U.S. v. First Nat. Bank of Chicago, 80-2713

Decision Date01 March 1983
Docket NumberNo. 80-2713,80-2713
Citation699 F.2d 341
Parties83-1 USTC P 9159, 12 Fed. R. Evid. Serv. 422 UNITED STATES of America and Earl Tripplett, Revenue Officer, IRS, Petitioners-Appellees. v. The FIRST NATIONAL BANK OF CHICAGO, Respondent-Appellant.
CourtU.S. Court of Appeals — Seventh Circuit

Leon Bordelon, III, Chicago, Ill., for respondent-appellant.

Mary L. Fahey, Tax Division, Dept. of Justice, Washington, D.C., for petitioners-appellees.

Before SPRECHER * and BAUER, Circuit Judges, and FAIRCHILD, Senior Circuit Judge.

FAIRCHILD, Senior Circuit Judge.

The district court granted enforcement of an Internal Revenue Service summons directed to First National Bank of Chicago, seeking disclosure of certain records in First Chicago's branch bank in Athens, Greece.

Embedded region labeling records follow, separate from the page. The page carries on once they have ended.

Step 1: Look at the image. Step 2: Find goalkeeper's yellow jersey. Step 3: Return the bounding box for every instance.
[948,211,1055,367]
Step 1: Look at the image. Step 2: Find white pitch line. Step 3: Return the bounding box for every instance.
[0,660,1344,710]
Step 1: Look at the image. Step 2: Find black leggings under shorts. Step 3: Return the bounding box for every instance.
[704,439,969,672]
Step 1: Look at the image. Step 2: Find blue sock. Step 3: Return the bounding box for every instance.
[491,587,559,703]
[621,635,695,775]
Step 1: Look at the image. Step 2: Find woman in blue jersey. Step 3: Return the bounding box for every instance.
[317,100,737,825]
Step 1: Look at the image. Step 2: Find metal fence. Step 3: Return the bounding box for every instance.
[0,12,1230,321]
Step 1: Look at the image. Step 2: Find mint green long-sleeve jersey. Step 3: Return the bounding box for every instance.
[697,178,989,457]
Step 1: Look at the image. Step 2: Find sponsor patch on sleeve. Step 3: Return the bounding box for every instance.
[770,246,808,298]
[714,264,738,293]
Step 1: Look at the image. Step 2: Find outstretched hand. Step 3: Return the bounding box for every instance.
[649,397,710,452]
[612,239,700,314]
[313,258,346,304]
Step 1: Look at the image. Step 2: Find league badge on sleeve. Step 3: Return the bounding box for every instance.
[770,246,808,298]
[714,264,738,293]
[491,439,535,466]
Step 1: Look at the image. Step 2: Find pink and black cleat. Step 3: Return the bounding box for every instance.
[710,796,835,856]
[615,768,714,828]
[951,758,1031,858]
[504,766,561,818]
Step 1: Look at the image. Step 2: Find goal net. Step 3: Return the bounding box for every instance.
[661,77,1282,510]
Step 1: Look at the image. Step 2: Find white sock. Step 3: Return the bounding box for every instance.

We decide that First Chicago has adequately demonstrated that compliance will subject its employees to the risk of substantial criminal penalties under Greek law, and that a balancing of relevant competing interests weighs against compelling disclosure at this time. We therefore reverse the judgment of the district court, but remand for consideration of an order requiring First Chicago to make a good faith effort to secure permission to make the information available.

I. The Facts

On September 24, 1979, Internal Revenue Service Officer Earl Tripplett issued a summons to the First National Bank of Chicago ("First Chicago") requiring production of bank statements of Christ and Helen Panos for the month of June 1978 and the balance of funds in their account at the Athens, Greece, branch of First Chicago on June 19, 1978. (The Panoses now reside in Greece.)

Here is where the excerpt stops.